When she heard that Corrine was thinking about moving, Carol had talked up the virtues of the far Upper West Side, the high eighties and nineties, where they looked at several three-bedroom apartments in a nice prewar building. But Corrine’s price range kept driving them north, till Carol said, “For about the same money you could get a town house in Harlem. The housing stock is incredible — block after block of late-nineteenth-century town houses. As recently as five years ago, I wouldn’t have advised someone like you to consider it. I mean, I wouldn’t want that on my conscience. Now, I’d say jump before it’s too late. Sure, it’s still rough around the edges, but you’re already seeing features in New York magazine. You don’t want to be the last white people through the door.”

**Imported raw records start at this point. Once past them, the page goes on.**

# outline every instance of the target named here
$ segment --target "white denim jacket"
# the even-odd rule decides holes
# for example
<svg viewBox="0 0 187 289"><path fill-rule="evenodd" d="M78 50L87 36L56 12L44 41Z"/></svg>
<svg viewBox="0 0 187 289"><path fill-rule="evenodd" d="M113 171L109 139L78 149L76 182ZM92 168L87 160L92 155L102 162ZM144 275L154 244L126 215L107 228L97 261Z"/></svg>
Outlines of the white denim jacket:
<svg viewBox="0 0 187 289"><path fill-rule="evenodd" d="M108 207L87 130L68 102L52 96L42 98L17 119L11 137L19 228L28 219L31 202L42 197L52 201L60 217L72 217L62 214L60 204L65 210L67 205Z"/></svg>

“I’d hate to think we were displacing the…local residents.”

“It’s not you; it’s the economy. Market forces. The neighborhood has already been ravaged. It was heroin in the sixties and seventies; then the crack wars in the eighties and nineties wiped out what was left of the middle class. A lot of these properties — the best values, really — are abandoned foreclosures. Boarded-up town houses used as drug dens for the last couple of decades. And the others are already renovated. Those are getting pricey. I’m not sure you could swing that. It’s funny, though, the kind of white people who consider moving to Harlem — I don’t count the speculators, of course — are precisely the kind most prone to liberal guilt.”

“What about, you know, crime?”

“Oh God, SoHa, it’s totally safe.”

“SoHa?”

“South Harlem. Get it? It’s SoHo for the aughts. I’m not saying it’s the Upper East Side, but it’s safer than the Upper West Side was when I was growing up. We lived on Riverside, and my mother wouldn’t let me walk to Central Park because Amsterdam and Broadway and Columbus were so dangerous. You’ve heard of Needle Park, right? They made that film with Al Pacino. That was Broadway and 72nd. You had these well-to-do Jewish upper-middle-class families on the river and on the park, but everything in between was the freakin’ Wild West. Junkies, muggers, perverts in raincoats. Broadway was lined with SROs full of released mental patients. The good old days. Hah! Compared to that, Harlem, today, it’s gotten to the point where it’s hard to score drugs, so they tell me. The trade’s mostly moved uptown to Inwood.”